In the language of How to Motivate Everyone, dogs are external. In general, they focus on you to tell them what to do. Cats are internal. They take in information and decide for themselves. To get a cat to sit in your lap, you might suggest they can by patting your lap. Then they decide whether they want to or not. To get a dog in your lap takes only the slightest invitation.
When it comes to making decisions, people can be cat-like or dog-like in various situations. Who in your life is more dog-like in their attitude? They need ongoing praise and direction. Children at various ages will be external to you and listen. In the terrible twos and teenage years, they will more cat-like and internal. When deciding what to do on a Friday night, your spouse or significant other may be open to whatever you suggest. At work, your staff may tend to be more external, more dog-like, looking to you for direction and recognition.
Who in your life is more cat-like? They need information and time to decide for themselves. Use phrases like "you might consider…" to invite them to review and analyze the information before deciding.
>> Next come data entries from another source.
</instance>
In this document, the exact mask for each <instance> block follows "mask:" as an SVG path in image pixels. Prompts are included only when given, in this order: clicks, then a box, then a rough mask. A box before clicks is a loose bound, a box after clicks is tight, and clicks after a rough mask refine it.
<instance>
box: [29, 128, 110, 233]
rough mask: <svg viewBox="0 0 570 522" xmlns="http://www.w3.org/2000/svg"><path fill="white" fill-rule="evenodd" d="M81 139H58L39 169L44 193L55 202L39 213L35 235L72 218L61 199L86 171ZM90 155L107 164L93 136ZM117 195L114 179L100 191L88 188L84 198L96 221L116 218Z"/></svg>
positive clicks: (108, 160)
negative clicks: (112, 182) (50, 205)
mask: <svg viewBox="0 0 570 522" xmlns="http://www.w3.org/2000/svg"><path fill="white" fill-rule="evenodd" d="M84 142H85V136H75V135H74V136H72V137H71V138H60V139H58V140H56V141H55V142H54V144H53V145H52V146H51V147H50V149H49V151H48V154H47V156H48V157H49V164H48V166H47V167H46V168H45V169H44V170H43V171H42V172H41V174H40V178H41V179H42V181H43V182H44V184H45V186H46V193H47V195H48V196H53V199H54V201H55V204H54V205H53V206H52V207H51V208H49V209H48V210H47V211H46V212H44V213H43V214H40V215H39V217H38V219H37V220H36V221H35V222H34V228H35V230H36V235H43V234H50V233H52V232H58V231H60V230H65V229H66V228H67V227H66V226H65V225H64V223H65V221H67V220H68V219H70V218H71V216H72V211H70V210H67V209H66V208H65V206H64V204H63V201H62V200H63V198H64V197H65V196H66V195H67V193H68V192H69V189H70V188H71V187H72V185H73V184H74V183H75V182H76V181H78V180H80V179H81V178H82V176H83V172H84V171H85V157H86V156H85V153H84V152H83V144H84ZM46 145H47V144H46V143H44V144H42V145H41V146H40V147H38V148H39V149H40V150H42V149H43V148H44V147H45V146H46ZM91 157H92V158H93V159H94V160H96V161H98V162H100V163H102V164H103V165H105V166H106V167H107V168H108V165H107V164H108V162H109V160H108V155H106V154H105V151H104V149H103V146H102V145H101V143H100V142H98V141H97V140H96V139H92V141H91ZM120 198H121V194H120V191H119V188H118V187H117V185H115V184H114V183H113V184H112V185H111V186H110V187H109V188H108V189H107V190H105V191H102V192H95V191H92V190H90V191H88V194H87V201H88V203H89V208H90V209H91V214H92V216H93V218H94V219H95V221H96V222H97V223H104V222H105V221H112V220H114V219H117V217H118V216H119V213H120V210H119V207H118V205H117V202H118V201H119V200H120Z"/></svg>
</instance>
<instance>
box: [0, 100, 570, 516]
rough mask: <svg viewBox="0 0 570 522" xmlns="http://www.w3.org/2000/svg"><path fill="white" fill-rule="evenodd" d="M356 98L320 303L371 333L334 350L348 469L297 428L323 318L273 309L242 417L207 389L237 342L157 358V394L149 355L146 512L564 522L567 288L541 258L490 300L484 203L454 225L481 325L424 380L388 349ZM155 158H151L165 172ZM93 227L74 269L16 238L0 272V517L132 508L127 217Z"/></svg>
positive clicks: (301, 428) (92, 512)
Your spouse or significant other may have difficulty following your lead in certain situations. So, you soften your approach: "Honey, I was wondering if you might consider…" And your boss at work may be more cat-like. With him or her say: "I've been looking at the sales trends and noticed something interesting. Would you take a look? Based on what you discover, you might consider adjusting our strategy to increase sales."
If you give your dog a command, it will usually do what you say. With cats, however, you may have to repeat your suggestion a few times in a few different ways to get them to take action. It takes internal people a number of repetitions to have enough data to become convinced. So if a cat-like boss doesn't take your first suggestion, offer it in other ways: magazine articles that support your view or suggestions from other members of the team.
Engage Cats and Dogs. Internals and Externals. Leaders and Followers. Think about the key people in your life. Are they cat-like or dog-like? Only you can decide how much fun you can have learning to motivate all of the cats and dogs in your life.